Minnesota Islamic State Fan Charged with Threatening to ‘Kill Everyone’ at Drugstore

This 2016 photo provided by the Hennepin County Sheriff’s Office, shows Abdul Raheem Habil Ali-Skelton, a Minnesota man accused of lying to the FBI about when he last contacted the Islamic State group. Ali-Skelton was charged Tuesday, March 29, 2016, in state court after allegedly threatening to "shoot up" a …
Hennepin County Sheriff’s Office via AP

A 23-year-old Minnesota resident named Abdul Raheem Habil Ali-Skelton, already facing federal charges of lying to the FBI about his contacts with the Islamic State, has been arrested for threatening to “kill everyone” at a Walgreens drugstore.

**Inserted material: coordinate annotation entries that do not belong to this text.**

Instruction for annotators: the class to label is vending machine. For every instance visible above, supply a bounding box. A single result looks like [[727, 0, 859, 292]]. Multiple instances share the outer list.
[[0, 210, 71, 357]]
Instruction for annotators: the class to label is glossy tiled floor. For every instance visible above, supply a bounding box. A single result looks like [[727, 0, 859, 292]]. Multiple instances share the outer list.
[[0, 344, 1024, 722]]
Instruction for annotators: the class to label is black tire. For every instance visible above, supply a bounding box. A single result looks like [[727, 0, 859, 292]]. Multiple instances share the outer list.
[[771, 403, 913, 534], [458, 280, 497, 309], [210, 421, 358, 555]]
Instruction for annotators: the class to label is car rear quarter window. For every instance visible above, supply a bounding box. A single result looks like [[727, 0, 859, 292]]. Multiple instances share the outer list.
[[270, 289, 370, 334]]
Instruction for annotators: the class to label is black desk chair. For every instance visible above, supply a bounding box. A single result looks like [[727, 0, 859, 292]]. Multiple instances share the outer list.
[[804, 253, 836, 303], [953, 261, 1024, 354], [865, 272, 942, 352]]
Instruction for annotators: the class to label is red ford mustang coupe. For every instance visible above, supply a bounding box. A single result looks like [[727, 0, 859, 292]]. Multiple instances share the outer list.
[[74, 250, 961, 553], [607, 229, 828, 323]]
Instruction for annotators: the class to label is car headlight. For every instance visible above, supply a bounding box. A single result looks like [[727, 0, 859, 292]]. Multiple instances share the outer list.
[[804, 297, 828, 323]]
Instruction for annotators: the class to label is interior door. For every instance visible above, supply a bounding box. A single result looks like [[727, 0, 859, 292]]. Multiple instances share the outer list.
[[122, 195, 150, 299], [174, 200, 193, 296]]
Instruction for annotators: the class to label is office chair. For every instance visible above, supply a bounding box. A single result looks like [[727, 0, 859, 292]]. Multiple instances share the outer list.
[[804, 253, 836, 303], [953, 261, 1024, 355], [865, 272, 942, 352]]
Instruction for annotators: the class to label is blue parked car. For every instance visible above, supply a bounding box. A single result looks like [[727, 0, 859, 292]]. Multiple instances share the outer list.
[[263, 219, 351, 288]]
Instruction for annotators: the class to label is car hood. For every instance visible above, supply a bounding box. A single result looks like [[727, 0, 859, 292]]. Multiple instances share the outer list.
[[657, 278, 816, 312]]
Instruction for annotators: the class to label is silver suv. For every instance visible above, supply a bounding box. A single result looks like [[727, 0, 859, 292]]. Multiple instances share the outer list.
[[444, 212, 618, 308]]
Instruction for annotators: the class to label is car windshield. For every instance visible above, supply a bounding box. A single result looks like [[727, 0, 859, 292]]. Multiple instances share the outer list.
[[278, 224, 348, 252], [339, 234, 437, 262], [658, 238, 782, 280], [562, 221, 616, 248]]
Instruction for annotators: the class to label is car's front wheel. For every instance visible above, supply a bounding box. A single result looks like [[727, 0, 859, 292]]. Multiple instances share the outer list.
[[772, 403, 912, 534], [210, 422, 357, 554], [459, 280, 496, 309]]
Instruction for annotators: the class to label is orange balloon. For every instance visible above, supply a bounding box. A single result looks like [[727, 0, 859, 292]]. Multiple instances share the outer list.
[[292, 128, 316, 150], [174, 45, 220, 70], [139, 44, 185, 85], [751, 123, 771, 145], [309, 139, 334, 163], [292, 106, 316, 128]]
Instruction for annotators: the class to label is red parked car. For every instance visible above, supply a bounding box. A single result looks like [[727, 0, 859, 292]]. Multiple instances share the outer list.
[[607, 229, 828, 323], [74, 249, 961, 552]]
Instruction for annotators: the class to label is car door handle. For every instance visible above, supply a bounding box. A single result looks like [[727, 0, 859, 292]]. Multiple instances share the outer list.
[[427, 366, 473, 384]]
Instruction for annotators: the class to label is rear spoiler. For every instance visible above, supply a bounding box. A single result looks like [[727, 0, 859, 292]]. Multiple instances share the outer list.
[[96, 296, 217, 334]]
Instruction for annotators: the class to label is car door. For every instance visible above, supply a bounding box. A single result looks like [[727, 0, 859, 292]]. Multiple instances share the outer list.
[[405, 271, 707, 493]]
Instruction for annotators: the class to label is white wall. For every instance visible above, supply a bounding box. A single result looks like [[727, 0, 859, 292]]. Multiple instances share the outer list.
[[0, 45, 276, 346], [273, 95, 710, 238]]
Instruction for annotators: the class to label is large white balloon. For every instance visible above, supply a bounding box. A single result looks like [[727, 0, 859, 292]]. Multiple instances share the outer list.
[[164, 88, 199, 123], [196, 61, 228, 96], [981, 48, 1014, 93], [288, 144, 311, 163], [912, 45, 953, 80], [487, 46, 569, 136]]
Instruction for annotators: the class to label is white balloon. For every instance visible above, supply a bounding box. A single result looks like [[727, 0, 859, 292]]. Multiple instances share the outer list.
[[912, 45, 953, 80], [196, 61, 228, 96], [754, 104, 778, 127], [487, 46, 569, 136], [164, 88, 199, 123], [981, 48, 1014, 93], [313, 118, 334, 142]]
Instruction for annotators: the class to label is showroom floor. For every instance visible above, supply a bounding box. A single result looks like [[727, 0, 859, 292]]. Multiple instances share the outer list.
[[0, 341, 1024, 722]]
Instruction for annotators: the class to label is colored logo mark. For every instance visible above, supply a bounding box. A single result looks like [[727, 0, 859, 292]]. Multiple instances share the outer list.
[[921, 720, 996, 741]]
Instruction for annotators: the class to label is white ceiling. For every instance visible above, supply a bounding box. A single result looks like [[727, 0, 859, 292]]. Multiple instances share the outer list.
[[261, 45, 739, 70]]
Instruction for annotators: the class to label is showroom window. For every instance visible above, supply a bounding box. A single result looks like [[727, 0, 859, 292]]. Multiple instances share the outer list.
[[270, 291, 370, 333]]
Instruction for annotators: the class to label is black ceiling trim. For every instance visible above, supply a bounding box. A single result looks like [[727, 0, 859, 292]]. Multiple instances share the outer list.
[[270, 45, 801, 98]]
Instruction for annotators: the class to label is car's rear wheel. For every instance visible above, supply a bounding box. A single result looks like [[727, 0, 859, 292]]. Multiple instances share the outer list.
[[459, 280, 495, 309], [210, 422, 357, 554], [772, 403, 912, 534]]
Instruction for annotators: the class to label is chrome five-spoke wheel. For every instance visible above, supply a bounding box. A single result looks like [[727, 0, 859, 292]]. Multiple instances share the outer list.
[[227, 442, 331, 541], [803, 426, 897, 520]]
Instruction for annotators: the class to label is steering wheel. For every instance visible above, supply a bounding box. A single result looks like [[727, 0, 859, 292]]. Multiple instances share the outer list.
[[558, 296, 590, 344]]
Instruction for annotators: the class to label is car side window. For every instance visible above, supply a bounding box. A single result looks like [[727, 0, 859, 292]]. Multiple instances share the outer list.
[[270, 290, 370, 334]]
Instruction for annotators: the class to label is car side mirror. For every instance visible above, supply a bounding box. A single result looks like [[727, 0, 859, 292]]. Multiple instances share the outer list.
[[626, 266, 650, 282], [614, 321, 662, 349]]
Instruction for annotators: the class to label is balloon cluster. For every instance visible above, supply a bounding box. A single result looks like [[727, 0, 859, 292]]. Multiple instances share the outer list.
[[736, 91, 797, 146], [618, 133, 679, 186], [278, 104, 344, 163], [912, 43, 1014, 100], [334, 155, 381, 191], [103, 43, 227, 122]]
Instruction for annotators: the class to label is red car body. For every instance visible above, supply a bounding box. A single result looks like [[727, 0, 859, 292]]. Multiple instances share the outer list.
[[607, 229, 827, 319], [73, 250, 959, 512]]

According to local Fox News affiliate KMSP, the incident occurred shortly before 3:00 AM on Sunday morning at the 24-hour Walgreens drugstore in Brooklyn Park, whose police chief Mark Bruley said his dispatchers could hear Ali-Skelton “yelling through the store’s phone that was going to kill everyone.” In other words, he was using the store’s PA system to deliver his threat.

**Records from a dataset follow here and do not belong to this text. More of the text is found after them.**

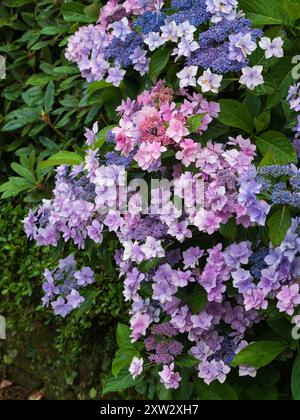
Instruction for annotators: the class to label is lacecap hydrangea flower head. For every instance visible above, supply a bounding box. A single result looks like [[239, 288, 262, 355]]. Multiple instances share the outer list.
[[66, 0, 283, 93]]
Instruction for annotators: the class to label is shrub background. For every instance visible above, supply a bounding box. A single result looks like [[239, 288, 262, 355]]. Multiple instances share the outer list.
[[0, 0, 126, 399]]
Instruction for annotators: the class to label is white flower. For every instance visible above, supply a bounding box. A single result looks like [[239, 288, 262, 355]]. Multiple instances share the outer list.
[[198, 69, 223, 93], [177, 66, 198, 88], [240, 66, 264, 90], [144, 32, 166, 51], [172, 37, 199, 57], [178, 21, 197, 42], [141, 236, 165, 260], [129, 357, 144, 380], [160, 21, 179, 42], [259, 37, 284, 59], [108, 17, 131, 41]]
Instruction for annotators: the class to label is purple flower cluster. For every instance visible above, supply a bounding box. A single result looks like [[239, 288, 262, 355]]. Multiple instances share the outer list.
[[42, 254, 94, 318], [121, 219, 300, 384], [257, 165, 300, 208], [145, 324, 183, 365], [287, 83, 300, 158], [188, 18, 263, 74], [66, 0, 270, 91]]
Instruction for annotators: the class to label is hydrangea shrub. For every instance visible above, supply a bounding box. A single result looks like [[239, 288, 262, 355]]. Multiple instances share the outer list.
[[24, 0, 300, 399]]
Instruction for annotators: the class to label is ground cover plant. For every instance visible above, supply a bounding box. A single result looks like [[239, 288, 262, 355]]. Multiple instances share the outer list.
[[1, 0, 300, 400]]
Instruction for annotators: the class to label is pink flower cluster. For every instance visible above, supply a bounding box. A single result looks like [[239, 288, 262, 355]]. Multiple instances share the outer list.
[[112, 82, 220, 171]]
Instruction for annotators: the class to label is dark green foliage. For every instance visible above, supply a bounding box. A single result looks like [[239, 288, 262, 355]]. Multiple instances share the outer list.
[[0, 202, 127, 399]]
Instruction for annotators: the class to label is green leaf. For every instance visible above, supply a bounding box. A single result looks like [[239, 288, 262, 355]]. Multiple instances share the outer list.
[[0, 177, 32, 198], [139, 258, 161, 273], [239, 0, 300, 25], [88, 80, 112, 93], [157, 382, 172, 401], [149, 47, 171, 83], [232, 341, 287, 368], [111, 350, 136, 376], [102, 369, 143, 395], [187, 114, 205, 133], [256, 131, 297, 166], [268, 206, 292, 247], [189, 285, 208, 314], [219, 99, 254, 133], [194, 380, 239, 401], [41, 26, 70, 36], [254, 111, 271, 133], [44, 82, 55, 114], [61, 1, 94, 23], [26, 73, 53, 86], [10, 162, 36, 184], [39, 151, 83, 169], [117, 323, 134, 350], [176, 354, 199, 367], [292, 354, 300, 401], [84, 0, 100, 22], [5, 0, 34, 7], [2, 118, 27, 131]]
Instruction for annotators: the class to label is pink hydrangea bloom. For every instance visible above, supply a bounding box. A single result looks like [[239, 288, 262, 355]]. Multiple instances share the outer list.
[[158, 363, 181, 389], [276, 284, 300, 316], [166, 117, 189, 143]]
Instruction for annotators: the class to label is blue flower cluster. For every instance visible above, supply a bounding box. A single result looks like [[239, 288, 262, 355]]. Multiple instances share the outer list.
[[104, 32, 143, 69], [171, 0, 211, 27], [188, 18, 263, 74], [134, 12, 167, 35]]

CBS News elaborates that Ali-Skelton entered the store and “accused a customer of having a relationship with his girlfriend,” then “advanced on the man multiple times and threatened to hit him with a bottle.”

When a store manager asked both men to leave, Ali-Skelton declared he was packing a gun and would “shoot up the place,” then told the manager he belonged to a terrorist organization and was prepared to “blow up” the Walgreens.

Now jailed with $30,000 bail for making “threats of violence,” Ali-Skelton was already on the FBI’s radar for allegedly lying to agents about his contacts with the Islamic State.

As ABC affiliate KSTP News explained last week, Ali-Skelton was interviewed by federal authorities last summer and told them his last contact with Syria-based members of ISIS took place in May or early June of 2015. However, the FBI alleges that he “well knew” he was in contact with ISIS at least a month later than that.

KTSP notes that the federal charges “do not elaborate on how he reportedly made contact with the Islamic State group,” and local stories about this earlier brush with federal law enforcement don’t explain why the FBI wanted to interview him last summer.

The KTSP report seems to rule out one possibility by adding that “court documents do not indicate that Ali-Skelton’s case is connected to the ongoing terror conspiracy investigation that has been unfolding for the last two years in the Twin Cities,” which involves “10 Somali-American men who allegedly attempted to travel to Syria and fight for the Islamic State.”